Charity working to enhance outdoor learning and play for children urges responses to Airports Commission noise consultation
An organisation called “Learning through Landscapes”, which works to help children benefit from good, stimulating outdoor learning and play in their education, has raised concerns about aircraft noise along flight paths. The Airports Commission currently has a public consultation on noise, and in its discussion document it raises the issues of children, schooling and aircraft noise. Learning through Landscapes encourages all those with an interest or concern about aircraft noise and childrens’ education – inside the classroom, or learning outdoors, to submit their views by the 6th September deadline. The discussion document states: “Over 20 studies, both epidemiological and experimental, have shown negative effects of noise on reading ability and memory development in children. Several links between chronic noise exposure and children’s cognition have been suggested, including teacher and pupil frustration, learned helplessness, impaired attention, increased arousal, indiscriminate filtering out of noise during cognitive activities resulting in loss of attention, noise annoyance, and sleep disturbance. “
Aviation Noise Impacts Learning…
30 July 2013 (Learning through Landscapes)

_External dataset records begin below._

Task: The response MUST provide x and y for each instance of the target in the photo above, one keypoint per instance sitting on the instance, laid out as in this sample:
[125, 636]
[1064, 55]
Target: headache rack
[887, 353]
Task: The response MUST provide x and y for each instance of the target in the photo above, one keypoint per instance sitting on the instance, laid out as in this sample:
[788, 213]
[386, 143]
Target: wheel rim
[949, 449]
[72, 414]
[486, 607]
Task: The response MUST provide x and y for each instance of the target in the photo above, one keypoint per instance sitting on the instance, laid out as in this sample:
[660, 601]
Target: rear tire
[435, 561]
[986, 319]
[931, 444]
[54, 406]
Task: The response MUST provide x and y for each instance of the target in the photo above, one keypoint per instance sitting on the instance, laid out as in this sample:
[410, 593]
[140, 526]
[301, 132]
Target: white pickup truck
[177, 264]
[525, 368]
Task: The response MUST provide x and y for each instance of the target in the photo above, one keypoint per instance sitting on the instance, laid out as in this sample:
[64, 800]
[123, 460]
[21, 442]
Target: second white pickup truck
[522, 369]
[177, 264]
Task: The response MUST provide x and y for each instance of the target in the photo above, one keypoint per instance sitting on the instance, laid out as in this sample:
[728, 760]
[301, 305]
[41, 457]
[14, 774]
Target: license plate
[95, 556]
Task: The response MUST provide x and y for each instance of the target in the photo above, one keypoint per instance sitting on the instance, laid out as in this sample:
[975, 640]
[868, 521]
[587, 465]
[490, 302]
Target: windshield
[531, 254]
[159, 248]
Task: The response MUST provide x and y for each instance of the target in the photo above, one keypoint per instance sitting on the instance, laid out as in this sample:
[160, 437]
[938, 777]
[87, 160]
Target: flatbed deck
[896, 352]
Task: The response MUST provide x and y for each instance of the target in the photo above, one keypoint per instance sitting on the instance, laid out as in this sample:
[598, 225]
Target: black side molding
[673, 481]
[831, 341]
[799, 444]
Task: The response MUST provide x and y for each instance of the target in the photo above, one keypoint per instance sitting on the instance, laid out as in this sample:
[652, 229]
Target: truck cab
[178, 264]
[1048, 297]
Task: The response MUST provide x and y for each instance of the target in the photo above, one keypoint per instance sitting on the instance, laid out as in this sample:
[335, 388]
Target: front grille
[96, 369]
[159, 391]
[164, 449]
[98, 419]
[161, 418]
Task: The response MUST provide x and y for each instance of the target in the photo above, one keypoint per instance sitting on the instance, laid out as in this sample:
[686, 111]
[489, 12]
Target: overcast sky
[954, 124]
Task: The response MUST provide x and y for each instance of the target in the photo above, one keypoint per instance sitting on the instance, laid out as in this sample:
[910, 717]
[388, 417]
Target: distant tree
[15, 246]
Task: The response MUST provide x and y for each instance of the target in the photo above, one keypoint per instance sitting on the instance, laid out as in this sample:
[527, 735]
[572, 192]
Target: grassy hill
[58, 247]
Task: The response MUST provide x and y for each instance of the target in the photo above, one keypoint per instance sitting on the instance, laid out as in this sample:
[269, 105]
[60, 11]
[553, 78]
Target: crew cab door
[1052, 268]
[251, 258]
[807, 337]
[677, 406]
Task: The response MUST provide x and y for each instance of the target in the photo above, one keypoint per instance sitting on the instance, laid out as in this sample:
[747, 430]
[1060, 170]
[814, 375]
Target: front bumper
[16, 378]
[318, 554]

A recent report [it is actually a discussion document, for public consultation] by an independent commission [the Airports Commission] into aviation noise has highlighted that there are clear links to impaired cognition in children exposed to high levels of noise, such as those experienced under the flight path of a major airport.
Worryingly the report [discussion document], by the Airports Commission, states that:
“The evidence surrounding cognitive impairment in children exposed to noise is somewhat clearer than that surrounding other noise impacts on children. Over 20 studies, both epidemiological and experimental, have shown negative effects of noise on reading ability and memory development in children. Several links between chronic noise exposure and children’s cognition have been suggested, including teacher and pupil frustration, learned helplessness, impaired attention, increased arousal, indiscriminate filtering out of noise during cognitive activities resulting in loss of attention, noise annoyance, and sleep disturbance. These impacts are magnified when learning activities are undertaken outdoors. Noise has been commonly shown to affect children’s central processing and language skills, reading comprehension, memory and attention ability. These effects could seemingly impair long term educational attainment, though this aspect is less well evidenced.”

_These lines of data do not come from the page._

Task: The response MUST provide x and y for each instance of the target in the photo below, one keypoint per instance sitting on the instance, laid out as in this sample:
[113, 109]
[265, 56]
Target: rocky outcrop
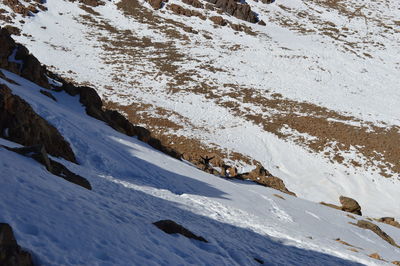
[236, 9]
[350, 205]
[11, 254]
[19, 123]
[63, 172]
[92, 3]
[389, 220]
[156, 4]
[375, 256]
[194, 3]
[374, 228]
[39, 154]
[261, 176]
[179, 10]
[171, 227]
[17, 59]
[218, 20]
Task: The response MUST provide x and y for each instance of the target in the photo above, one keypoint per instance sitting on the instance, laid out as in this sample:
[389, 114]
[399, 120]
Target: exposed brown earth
[331, 134]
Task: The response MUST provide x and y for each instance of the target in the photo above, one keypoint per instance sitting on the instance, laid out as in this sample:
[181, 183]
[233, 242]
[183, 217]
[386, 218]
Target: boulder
[60, 170]
[25, 64]
[389, 220]
[350, 205]
[375, 256]
[218, 20]
[377, 230]
[194, 3]
[39, 154]
[275, 183]
[236, 9]
[331, 205]
[156, 4]
[19, 123]
[171, 227]
[11, 253]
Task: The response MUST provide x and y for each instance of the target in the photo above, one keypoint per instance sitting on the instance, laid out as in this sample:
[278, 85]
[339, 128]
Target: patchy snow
[135, 185]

The [Commission’s document] also says:
“The European RANCH study found that road traffic noise had no observed effect on children’s reading or memory….. With aircraft noise, however, the study showed that students suffered impaired reading comprehension and recognition memory. This is likely to be because of the transient nature of aircraft movements, with short term peaks in noise affecting concentration and providing distraction. On the other hand, it is more likely that children will habituate to road noise during school hours, as it is generally experienced at a more constant level.”
We are seeing more activity in the press about proposals for increasing the numbers of runways in the UK and it is essential that mitigating work takes place for those schools that would be affected.
This could include the airline industry providing funds for schools to make trips to quieter outdoor spaces to support their learning or further investment in the exploration of active noise control methodologies in school grounds.
If you have a view then please do respond by September 6th to the Airports Commission discussion document on noise at the link below.
What is Learning through Landscapes:
Learning through Landscapes helps children to connect with nature, become more active, learn outdoors, develop social skills and have fun.
Our vision is that every child benefits from stimulating outdoor learning and play in their education.
What we do
We aim to enable children to connect with nature, be more active, be more engaged with their learning, develop their social skills and have fun!
Where possible we encourage young people to have a say in the way their grounds are used and improved. As a result they learn to create and look after something valuable; their self-esteem grows and their behaviour improves, along with their potential to learn and achieve.
We do this through three avenues:
- advocating the benefits of outdoor learning and play at school and pre school.
- inspiring and enabling the design and development of outdoor environments to support children’s development.
- inspiring and enabling teachers and early years practitioners to develop the confidence, ideas and skills they need to make better use of outdoor spaces.
We focus our resources on educational settings, because we believe that this is where children will derive the greatest benefit. The school playground is the one outside space that children have frequent access to. Despite the proven benefits of outdoor learning and play, 8 in 10 teachers believe that their school is failing to make the most of these valuable spaces for children.